- Genre: Geography and culture education
- Written by: Maribel Hernaez Melanie Gardunio
- Directed by: Stephen Sagun
- Theme music composer: Maribel Hernaez Noel Argosino
- Opening theme: "Pamana Theme Song" by various (Jet Paz, Jiro Manio and Deo Noveno, Ernest Sto. Tomas and Ricky Antenor)
- Composers: Noel Argosino Froilan Malimban
- Country of origin: Philippines
- Original language: Filipino

Production
- Producer: Rina Lopez-Bautista
- Editors: Dong dela Vega Ruthcito Domingo Rommel Malimban Ike Custado Elli Jose Aby Rembulat
- Production company: Sky Foundation

Original release
- Network: Knowledge Channel
- Release: 2001

= Pamana (TV series) =

Philippine educational television show

Pamana (lit. 'Heritage') is a Filipino educational television series developed by the Sky Foundation (now the Knowledge Channel Foundation) and broadcast on Knowledge Channel beginning in 2001. Both this series and Kasaysayan TV were the first original programs to be created by the foundation.

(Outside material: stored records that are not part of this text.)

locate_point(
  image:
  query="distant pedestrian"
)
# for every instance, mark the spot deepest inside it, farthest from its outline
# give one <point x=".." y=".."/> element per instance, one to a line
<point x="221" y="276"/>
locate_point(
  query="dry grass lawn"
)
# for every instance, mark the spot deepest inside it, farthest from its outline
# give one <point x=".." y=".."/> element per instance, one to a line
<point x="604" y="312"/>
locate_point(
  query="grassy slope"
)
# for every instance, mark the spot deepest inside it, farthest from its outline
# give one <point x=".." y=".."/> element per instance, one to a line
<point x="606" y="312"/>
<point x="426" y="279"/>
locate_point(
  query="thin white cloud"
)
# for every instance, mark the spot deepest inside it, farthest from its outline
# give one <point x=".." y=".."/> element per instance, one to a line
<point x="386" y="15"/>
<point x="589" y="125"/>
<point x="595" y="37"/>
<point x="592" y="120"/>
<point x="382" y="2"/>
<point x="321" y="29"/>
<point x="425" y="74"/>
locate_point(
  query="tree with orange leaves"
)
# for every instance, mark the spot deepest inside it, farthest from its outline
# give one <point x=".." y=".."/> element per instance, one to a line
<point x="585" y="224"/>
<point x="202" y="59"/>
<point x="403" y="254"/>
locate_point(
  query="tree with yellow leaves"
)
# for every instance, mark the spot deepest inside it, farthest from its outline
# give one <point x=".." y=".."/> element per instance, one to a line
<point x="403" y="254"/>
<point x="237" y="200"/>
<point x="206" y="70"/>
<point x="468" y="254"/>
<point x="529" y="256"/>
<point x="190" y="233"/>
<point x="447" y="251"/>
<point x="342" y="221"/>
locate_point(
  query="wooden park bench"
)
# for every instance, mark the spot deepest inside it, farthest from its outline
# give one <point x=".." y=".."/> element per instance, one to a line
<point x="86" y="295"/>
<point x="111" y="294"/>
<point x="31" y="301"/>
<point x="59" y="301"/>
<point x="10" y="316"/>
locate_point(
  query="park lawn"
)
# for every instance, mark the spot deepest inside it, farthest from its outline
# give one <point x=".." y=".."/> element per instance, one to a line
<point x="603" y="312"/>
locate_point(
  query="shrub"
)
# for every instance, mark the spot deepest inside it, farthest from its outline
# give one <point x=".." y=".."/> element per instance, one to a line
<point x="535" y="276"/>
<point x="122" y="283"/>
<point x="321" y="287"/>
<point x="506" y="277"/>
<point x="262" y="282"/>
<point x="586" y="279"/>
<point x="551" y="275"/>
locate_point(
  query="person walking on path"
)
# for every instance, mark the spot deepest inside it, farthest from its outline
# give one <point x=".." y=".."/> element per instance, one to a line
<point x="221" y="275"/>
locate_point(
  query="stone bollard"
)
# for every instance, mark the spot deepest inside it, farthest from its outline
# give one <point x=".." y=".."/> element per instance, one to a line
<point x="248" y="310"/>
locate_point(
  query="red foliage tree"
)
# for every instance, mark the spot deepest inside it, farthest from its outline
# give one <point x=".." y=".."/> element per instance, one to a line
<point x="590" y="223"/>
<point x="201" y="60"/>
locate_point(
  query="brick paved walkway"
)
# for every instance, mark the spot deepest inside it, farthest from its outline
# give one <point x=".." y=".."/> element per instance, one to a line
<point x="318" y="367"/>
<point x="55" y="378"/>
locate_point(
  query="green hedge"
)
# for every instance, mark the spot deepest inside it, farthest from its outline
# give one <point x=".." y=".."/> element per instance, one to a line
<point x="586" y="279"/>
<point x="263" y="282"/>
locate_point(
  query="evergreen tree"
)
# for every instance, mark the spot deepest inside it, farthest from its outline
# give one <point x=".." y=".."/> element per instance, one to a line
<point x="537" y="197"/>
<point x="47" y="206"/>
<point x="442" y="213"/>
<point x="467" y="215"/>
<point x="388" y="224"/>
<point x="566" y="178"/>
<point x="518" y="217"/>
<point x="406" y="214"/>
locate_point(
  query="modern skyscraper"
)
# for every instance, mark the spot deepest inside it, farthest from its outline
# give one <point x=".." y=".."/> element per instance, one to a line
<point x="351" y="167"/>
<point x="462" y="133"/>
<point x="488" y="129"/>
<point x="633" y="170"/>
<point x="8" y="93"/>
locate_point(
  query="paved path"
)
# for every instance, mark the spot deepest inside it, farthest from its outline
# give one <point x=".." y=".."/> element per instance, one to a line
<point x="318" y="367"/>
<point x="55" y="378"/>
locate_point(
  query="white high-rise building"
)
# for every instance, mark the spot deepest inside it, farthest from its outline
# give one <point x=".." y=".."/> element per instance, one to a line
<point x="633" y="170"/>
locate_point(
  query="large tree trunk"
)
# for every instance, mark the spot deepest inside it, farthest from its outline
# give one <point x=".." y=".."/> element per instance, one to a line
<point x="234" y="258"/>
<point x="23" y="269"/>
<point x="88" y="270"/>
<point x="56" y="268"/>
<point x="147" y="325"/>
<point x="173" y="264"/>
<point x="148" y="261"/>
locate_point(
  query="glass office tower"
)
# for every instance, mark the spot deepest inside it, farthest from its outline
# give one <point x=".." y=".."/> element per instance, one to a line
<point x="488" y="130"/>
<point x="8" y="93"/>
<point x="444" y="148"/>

Pamana was developed to engage elementary school students in Philippine geography and culture.

==Cast==
- Julia Clarete and Jan Marini Alano as Ms. Cruz
- Julia Clarete and Angel Aquino as Diway
- Jet Paz as Niko
- Jiro Manio and Julio Pacheco as Nico
- Deo Noveno and Ricky Antenor as Bobby Buot

===Guest appearances===
- Hans Dimayuga as Billy
- Cris Jones as a farmer
- Steve Zamboa as Mang Dan
- Linda Gonzales as Ms. Santos
- Justine Moreno as Emilio Aguinaldo
- Teddy Garcia as a Filipino soldier
- Al Sison as Julian Felipe
- Jeric Bautista as Manuel Quezon
- Michelle Bautista as a moviegoer
- Froilan Sales as a father
- Girlie Alcantara as a mother
- Claudine Alejandro as Ate Arlene
- Timothy Gaspar as Kuya Mark
- Keno Agaro as Kuya Jesse
- Jelly Cruz as Ika

==Production==
Maria Bernadette L. Abrera, then an associate professor of history at the University of the Philippines, was a consultant for Pamana.